Search code examples
time-seriesgrafanainfluxdb

InfluxDB Continuous Query running on entire time series data


If my interpretation is correct, according to the documentation provided here:InfluxDB Downsampling when we down-sample data using a Continuous Query running every 30 minutes, it runs only for the previous 30 minutes data.

Relevant part of the document:

Use the CREATE CONTINUOUS QUERY statement to generate a CQ:

 CREATE CONTINUOUS QUERY "cq_30m" ON "food_data" BEGIN
  SELECT mean("website") AS "mean_website",mean("phone") AS "mean_phone"
  INTO "a_year"."downsampled_orders"
  FROM "orders"
  GROUP BY time(30m)
END

That query creates a CQ called cq_30m in the database food_data. cq_30m tells InfluxDB to calculate the 30-minute average of the two fields website and phone in the measurement orders and in the DEFAULT RP two_hours. It also tells InfluxDB to write those results to the measurement downsampled_orders in the retention policy a_year with the field keys mean_website and mean_phone. InfluxDB will run this query every 30 minutes for the previous 30 minutes.

When I create a Continuous Query it actually runs on the entire dataset, and not on the previous 30 minutes. My question is, does this happen only the first time after which it runs on the previous 30 minutes of data instead of the entire dataset?

I understand that the query itself uses GROUP BY time(30m) which means it'll return all data grouped together but does this also hold true for the Continuous Query? If so, should I then include a filter to only process the last 30 minutes of data in the Continuous Query?


Solution

  • What you have described is expected functionality.

    Schedule and coverage Continuous queries operate on real-time data. They use the local server’s timestamp, the GROUP BY time() interval, and InfluxDB database’s preset time boundaries to determine when to execute and what time range to cover in the query.

    CQs execute at the same interval as the cq_query’s GROUP BY time() interval, and they run at the start of the InfluxDB database’s preset time boundaries. If the GROUP BY time() interval is one hour, the CQ executes at the start of every hour.

    When the CQ executes, it runs a single query for the time range between now() and now() minus the GROUP BY time() interval. If the GROUP BY time() interval is one hour and the current time is 17:00, the query’s time range is between 16:00 and 16:59.999999999.

    So it should only process the last 30 minutes.

    Its a good point about the first run.

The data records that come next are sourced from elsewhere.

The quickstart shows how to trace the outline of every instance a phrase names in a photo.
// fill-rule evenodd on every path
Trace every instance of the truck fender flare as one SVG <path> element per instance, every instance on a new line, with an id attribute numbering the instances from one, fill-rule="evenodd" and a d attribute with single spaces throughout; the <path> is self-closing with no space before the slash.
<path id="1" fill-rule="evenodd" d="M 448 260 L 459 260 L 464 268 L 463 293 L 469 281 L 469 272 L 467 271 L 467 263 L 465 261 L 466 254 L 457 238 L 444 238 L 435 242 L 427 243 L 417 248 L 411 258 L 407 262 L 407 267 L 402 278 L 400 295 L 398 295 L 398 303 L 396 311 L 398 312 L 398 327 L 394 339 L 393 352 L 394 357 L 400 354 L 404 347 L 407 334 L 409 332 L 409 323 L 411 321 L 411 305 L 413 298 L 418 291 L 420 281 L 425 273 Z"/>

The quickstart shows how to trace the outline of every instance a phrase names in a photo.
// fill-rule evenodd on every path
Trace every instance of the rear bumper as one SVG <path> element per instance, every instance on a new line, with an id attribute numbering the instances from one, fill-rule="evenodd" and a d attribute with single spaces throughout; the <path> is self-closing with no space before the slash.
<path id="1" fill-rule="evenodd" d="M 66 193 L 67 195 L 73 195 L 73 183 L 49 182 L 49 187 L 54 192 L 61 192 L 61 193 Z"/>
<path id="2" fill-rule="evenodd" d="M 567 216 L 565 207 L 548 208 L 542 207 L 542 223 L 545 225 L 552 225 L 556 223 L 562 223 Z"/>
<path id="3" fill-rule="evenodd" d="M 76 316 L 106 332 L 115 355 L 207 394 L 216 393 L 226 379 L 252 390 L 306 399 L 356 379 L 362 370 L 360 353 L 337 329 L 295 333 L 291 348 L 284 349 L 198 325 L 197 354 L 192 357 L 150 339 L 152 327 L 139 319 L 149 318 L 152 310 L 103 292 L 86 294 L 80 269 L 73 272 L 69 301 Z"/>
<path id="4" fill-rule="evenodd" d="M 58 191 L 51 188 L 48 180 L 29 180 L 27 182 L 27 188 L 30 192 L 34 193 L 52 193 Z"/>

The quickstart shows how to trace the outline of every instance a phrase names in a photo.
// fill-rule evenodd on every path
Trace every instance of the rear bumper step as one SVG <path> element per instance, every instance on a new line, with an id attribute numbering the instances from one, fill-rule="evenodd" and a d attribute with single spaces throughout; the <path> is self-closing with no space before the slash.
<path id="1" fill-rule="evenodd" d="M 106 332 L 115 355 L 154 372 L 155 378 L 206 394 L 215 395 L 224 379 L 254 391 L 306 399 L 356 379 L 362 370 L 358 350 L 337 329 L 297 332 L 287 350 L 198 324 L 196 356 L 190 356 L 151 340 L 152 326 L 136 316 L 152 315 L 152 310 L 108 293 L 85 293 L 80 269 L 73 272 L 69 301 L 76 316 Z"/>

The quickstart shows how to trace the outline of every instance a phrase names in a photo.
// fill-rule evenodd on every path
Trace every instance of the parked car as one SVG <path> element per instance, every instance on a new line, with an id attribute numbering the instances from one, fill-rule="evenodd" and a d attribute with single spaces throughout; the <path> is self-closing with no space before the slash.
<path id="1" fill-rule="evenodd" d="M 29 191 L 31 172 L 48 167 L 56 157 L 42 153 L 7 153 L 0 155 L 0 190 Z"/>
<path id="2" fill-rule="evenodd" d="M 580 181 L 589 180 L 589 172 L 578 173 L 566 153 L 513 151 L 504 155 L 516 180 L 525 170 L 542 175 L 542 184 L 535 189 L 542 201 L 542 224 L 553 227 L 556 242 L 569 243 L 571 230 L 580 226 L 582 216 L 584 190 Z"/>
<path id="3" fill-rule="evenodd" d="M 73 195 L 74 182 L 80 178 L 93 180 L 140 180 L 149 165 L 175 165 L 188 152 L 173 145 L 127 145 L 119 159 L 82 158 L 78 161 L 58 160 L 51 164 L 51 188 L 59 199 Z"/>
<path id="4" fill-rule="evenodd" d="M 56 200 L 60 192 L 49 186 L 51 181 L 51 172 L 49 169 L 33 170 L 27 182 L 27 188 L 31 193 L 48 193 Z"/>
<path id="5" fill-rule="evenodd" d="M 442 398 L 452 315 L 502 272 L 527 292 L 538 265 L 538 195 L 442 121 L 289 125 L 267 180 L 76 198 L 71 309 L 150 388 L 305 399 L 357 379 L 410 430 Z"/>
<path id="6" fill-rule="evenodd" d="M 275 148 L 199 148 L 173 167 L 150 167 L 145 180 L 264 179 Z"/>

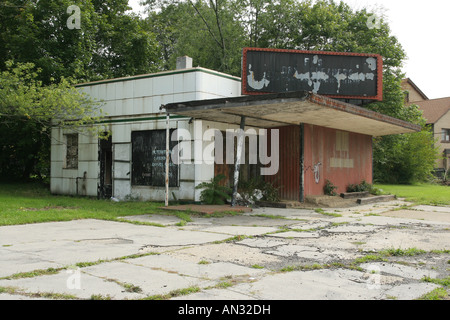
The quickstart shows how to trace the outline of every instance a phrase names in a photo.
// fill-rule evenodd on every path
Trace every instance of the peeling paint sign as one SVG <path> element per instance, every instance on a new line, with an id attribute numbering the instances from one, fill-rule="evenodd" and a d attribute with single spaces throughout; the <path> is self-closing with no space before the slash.
<path id="1" fill-rule="evenodd" d="M 382 100 L 382 66 L 373 54 L 245 48 L 242 91 Z"/>

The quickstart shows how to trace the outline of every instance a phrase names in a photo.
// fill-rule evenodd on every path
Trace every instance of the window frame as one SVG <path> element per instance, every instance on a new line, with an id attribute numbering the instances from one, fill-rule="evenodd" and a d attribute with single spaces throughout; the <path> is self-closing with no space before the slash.
<path id="1" fill-rule="evenodd" d="M 80 149 L 78 133 L 64 134 L 64 146 L 64 169 L 77 170 Z"/>
<path id="2" fill-rule="evenodd" d="M 450 129 L 442 129 L 441 132 L 441 142 L 450 143 Z"/>
<path id="3" fill-rule="evenodd" d="M 170 130 L 170 136 L 172 136 L 174 130 L 175 129 Z M 157 139 L 158 136 L 164 137 L 164 139 Z M 131 132 L 131 186 L 151 188 L 165 187 L 165 182 L 161 182 L 161 177 L 165 177 L 165 136 L 165 129 L 138 130 Z M 148 143 L 149 148 L 147 150 L 139 148 L 139 143 L 136 141 L 138 139 L 141 139 L 140 143 Z M 152 141 L 153 139 L 155 140 Z M 170 153 L 177 144 L 178 141 L 170 141 Z M 163 149 L 164 156 L 162 156 L 161 153 Z M 137 159 L 138 156 L 141 158 Z M 145 157 L 145 159 L 143 159 L 143 157 Z M 164 161 L 162 161 L 162 157 L 164 157 Z M 154 160 L 153 158 L 157 158 L 157 160 Z M 158 175 L 154 175 L 156 172 L 155 170 L 157 170 L 155 168 L 157 167 L 161 168 L 161 170 L 158 170 Z M 170 159 L 169 170 L 171 178 L 170 187 L 178 188 L 180 186 L 180 166 L 173 163 L 172 159 Z M 172 178 L 172 176 L 175 178 Z"/>

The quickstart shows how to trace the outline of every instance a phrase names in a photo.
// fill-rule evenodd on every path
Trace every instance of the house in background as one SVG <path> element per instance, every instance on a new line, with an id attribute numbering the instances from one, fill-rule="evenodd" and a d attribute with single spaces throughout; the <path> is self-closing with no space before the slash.
<path id="1" fill-rule="evenodd" d="M 425 93 L 423 93 L 423 91 L 420 90 L 420 88 L 410 78 L 403 79 L 402 89 L 405 93 L 406 104 L 429 100 Z"/>
<path id="2" fill-rule="evenodd" d="M 436 161 L 436 174 L 441 176 L 450 168 L 450 97 L 415 102 L 431 125 L 442 159 Z"/>
<path id="3" fill-rule="evenodd" d="M 427 124 L 431 125 L 434 137 L 438 139 L 441 159 L 436 160 L 436 174 L 443 176 L 450 168 L 450 97 L 429 99 L 409 78 L 402 81 L 405 104 L 416 104 L 423 111 Z"/>

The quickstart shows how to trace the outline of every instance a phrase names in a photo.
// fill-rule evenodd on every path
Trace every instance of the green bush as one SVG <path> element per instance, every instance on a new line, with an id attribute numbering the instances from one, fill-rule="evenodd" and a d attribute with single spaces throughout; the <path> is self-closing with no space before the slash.
<path id="1" fill-rule="evenodd" d="M 220 185 L 220 181 L 225 179 L 223 174 L 219 174 L 211 179 L 211 182 L 203 182 L 196 189 L 204 189 L 200 194 L 200 201 L 205 204 L 225 204 L 231 198 L 232 190 Z"/>
<path id="2" fill-rule="evenodd" d="M 243 198 L 250 200 L 256 199 L 255 191 L 260 190 L 262 194 L 262 201 L 279 202 L 279 188 L 275 187 L 272 183 L 264 181 L 262 178 L 252 178 L 247 181 L 239 181 L 239 193 Z"/>
<path id="3" fill-rule="evenodd" d="M 372 185 L 365 180 L 363 180 L 360 184 L 349 184 L 347 186 L 347 192 L 365 192 L 372 191 Z"/>
<path id="4" fill-rule="evenodd" d="M 337 193 L 335 191 L 337 188 L 338 187 L 336 187 L 330 180 L 327 180 L 325 182 L 325 186 L 323 187 L 323 192 L 327 196 L 335 196 L 335 195 L 337 195 Z"/>

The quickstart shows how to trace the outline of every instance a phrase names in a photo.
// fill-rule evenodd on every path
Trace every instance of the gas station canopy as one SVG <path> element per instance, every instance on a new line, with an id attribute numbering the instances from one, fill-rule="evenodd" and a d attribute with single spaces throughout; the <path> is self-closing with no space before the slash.
<path id="1" fill-rule="evenodd" d="M 287 92 L 171 103 L 167 113 L 256 128 L 312 124 L 374 137 L 411 133 L 421 127 L 312 92 Z"/>

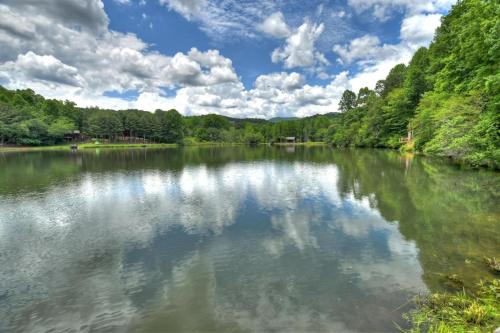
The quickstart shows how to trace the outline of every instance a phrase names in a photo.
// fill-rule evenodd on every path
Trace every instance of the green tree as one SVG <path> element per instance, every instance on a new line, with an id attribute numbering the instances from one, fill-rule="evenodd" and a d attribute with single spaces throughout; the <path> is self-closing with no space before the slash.
<path id="1" fill-rule="evenodd" d="M 48 126 L 39 119 L 25 120 L 19 130 L 18 143 L 23 145 L 38 146 L 47 139 Z"/>
<path id="2" fill-rule="evenodd" d="M 204 128 L 228 129 L 229 121 L 223 116 L 208 114 L 203 118 L 202 126 Z"/>
<path id="3" fill-rule="evenodd" d="M 249 145 L 256 145 L 264 142 L 264 136 L 259 133 L 254 126 L 245 127 L 244 141 Z"/>
<path id="4" fill-rule="evenodd" d="M 114 111 L 94 113 L 88 120 L 89 133 L 98 138 L 114 140 L 123 133 L 122 123 Z"/>
<path id="5" fill-rule="evenodd" d="M 54 142 L 63 140 L 64 135 L 76 130 L 75 124 L 67 118 L 58 118 L 48 128 L 48 134 Z"/>
<path id="6" fill-rule="evenodd" d="M 155 116 L 160 124 L 160 139 L 167 143 L 182 142 L 184 138 L 184 124 L 182 115 L 176 110 L 155 111 Z"/>
<path id="7" fill-rule="evenodd" d="M 0 120 L 0 145 L 3 146 L 5 137 L 9 134 L 7 125 Z"/>
<path id="8" fill-rule="evenodd" d="M 184 120 L 182 115 L 177 110 L 169 110 L 166 112 L 167 119 L 167 142 L 182 142 L 184 138 Z"/>
<path id="9" fill-rule="evenodd" d="M 385 80 L 377 82 L 375 91 L 381 97 L 386 97 L 392 90 L 401 88 L 406 78 L 407 67 L 404 64 L 394 66 Z"/>
<path id="10" fill-rule="evenodd" d="M 408 107 L 414 110 L 422 95 L 430 90 L 430 84 L 426 76 L 426 70 L 429 67 L 428 51 L 421 47 L 415 52 L 410 61 L 404 81 L 406 99 Z"/>
<path id="11" fill-rule="evenodd" d="M 123 112 L 123 129 L 128 132 L 129 136 L 137 136 L 139 131 L 140 118 L 141 117 L 136 110 L 127 110 Z"/>
<path id="12" fill-rule="evenodd" d="M 344 91 L 339 102 L 340 112 L 348 112 L 356 106 L 356 94 L 350 90 Z"/>

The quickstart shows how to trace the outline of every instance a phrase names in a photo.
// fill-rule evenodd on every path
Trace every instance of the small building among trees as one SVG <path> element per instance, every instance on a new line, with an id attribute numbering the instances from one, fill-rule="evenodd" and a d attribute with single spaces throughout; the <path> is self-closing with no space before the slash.
<path id="1" fill-rule="evenodd" d="M 82 141 L 82 133 L 79 130 L 74 130 L 64 134 L 64 140 L 67 142 L 78 142 Z"/>

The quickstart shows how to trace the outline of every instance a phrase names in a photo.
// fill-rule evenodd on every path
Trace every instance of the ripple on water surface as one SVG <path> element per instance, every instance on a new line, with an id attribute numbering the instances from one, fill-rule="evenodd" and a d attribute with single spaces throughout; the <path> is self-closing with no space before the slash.
<path id="1" fill-rule="evenodd" d="M 388 152 L 41 156 L 0 162 L 0 331 L 397 331 L 500 239 L 497 174 Z"/>

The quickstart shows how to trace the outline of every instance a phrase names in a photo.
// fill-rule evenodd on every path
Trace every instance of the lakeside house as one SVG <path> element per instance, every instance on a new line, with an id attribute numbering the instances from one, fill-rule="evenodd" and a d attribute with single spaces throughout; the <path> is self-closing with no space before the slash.
<path id="1" fill-rule="evenodd" d="M 285 138 L 285 142 L 286 142 L 286 143 L 295 143 L 295 142 L 296 142 L 296 140 L 295 140 L 295 137 L 294 137 L 294 136 L 287 136 L 287 137 Z"/>
<path id="2" fill-rule="evenodd" d="M 67 142 L 83 141 L 83 135 L 79 130 L 74 130 L 64 134 L 64 140 Z"/>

    I did manage to find a snippet from an old document

    Backfilling Data In the event that the source time series already has data in it when you create a new downsampled continuous query, InfluxDB will go back in time and calculate the values for all intervals up to the present. The continuous query will then continue running in the background for all current and future intervals.

    https://influxdbcom.readthedocs.io/en/latest/content/docs/v0.8/api/continuous_queries/#backfilling-data

    Which would explain the behaviour you have found